​先日、かけはしの畑で、こどもたちが植えたサツマイモの収穫を行いました。サツマイモ掘りを楽しむこどもたちの様子をブログにしましたので、ご覧ください。

​地域ボランティアの皆さんの温かいご協力のおかげで、畑一面にサツマイモのつるが力強く伸び、豊かに実った畑となりました。厚くお礼申し上げます。


生い茂ったつるを切ってよせました
ボランティアさんとこどもたちの会話が自然とはずみます
掘っても掘っても出てくるサツマイモ
「レンコンみたいなサツマイモだよ」と見せてくれました
カナヘビ?トカゲ?捕まえて観察しました
サツマイモを掘り終えた後も、穴を堀り続けるこどもたち

サツマイモの収穫

​ボランティアさんとスタッフがつるを丁寧に取り除いた後、いよいよこどもたちの出番になりました!

​こどもたちはスコップや手を使って夢中で土を掘りすすめました。サツマイモを傷つけないよう、大きなスコップで周囲の土を崩し、最後は手で優しく土をかき出して丁寧に掘り出す姿には、その様子を見ていたボランティアさんも「こどもたちはサツマイモを綺麗に掘り出すね!」と感心されていました。

​特大のサツマイモが採れると、「大きい!」「当たりいもだ!」「ラッキーじゃん!」と喜びの歓声。
​細いサツマイモを見つけると「一口サイズで食べやすそう」「お味噌汁にしたら美味しそう」など、サツマイモの大きさや形を話題に、自然と仲良く話し合う様子が見られました。

​サツマイモ掘りの途中では、畑に住むたくさんの生き物との出会いもありました。クモ、トノサマバッタ、ナメクジ、トカゲ、ゲジゲジなど、虫を捕まえるこどもたちの姿。
​「虫はちょっと苦手……」と言っていた子も、白っぽいカブトムシの幼虫に似たイモムシを捕まえて得意げに見せてくれるなど、新たな発見と克服の場となりました。

​この日の収穫に参加してくれたのは、総勢9名のこどもたち。
​「紅はるか」「紅あずま」「安納芋」の全4列を掘りきり、大満足の収穫となりました。

収穫の喜びを食卓へ!学びの連鎖

​今回掘り出したサツマイモは、この後「かけはし」の居場所でこどもたちと一緒に調理する予定です。

​私たちは、苗植え〜収穫〜調理と、一連の流れを体験する活動を毎年大切にしてきました。​この一貫した体験は、こどもたちの興味を大きく広げるきっかけとなっています。​収穫したサツマイモを「自分で調理してみたい!」と次の活動へ意欲を示す子。​調理経験が強く印象に残り、「次は自分の手で植えたい!」と翌年の苗植えに積極的に参加する子。一つの活動が終わりではなく、次の活動へと自然に繋がっていく「学びの連鎖」が生まれています。

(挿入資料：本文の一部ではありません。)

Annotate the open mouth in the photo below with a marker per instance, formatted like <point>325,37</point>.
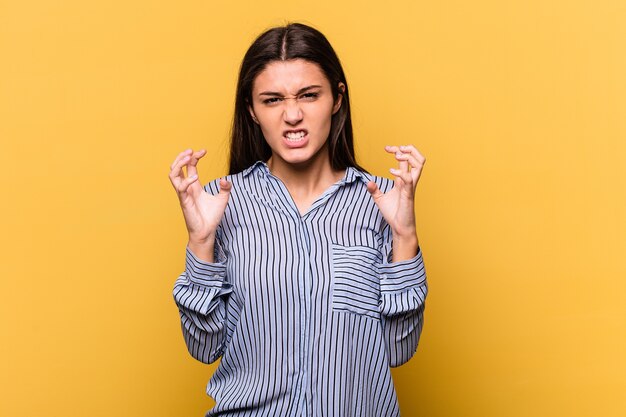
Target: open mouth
<point>295,136</point>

​こどもたちは、自分の中に小さな興味の種を見つけると、芽を出すようにぐんぐんと夢中になっていきます。目を輝かせながら取り組む姿には、大人も思わず引き込まれてしまうほどの力があります。そんなこどもたちの「次はこれをやってみたい!」という声に、私たちは耳を傾け、そっと寄り添いながら、一緒に歩んでいきます。

この流れそのものが食育であり、こどもたちの「やってみたい」という気持ちを大切にすることで、少しずつ自信が育まれているように思います。

こどもたちが自分の思いを形にしていく時間は、心が育つ大切なひととき。その瞬間を、私たちは見守り、応援しています。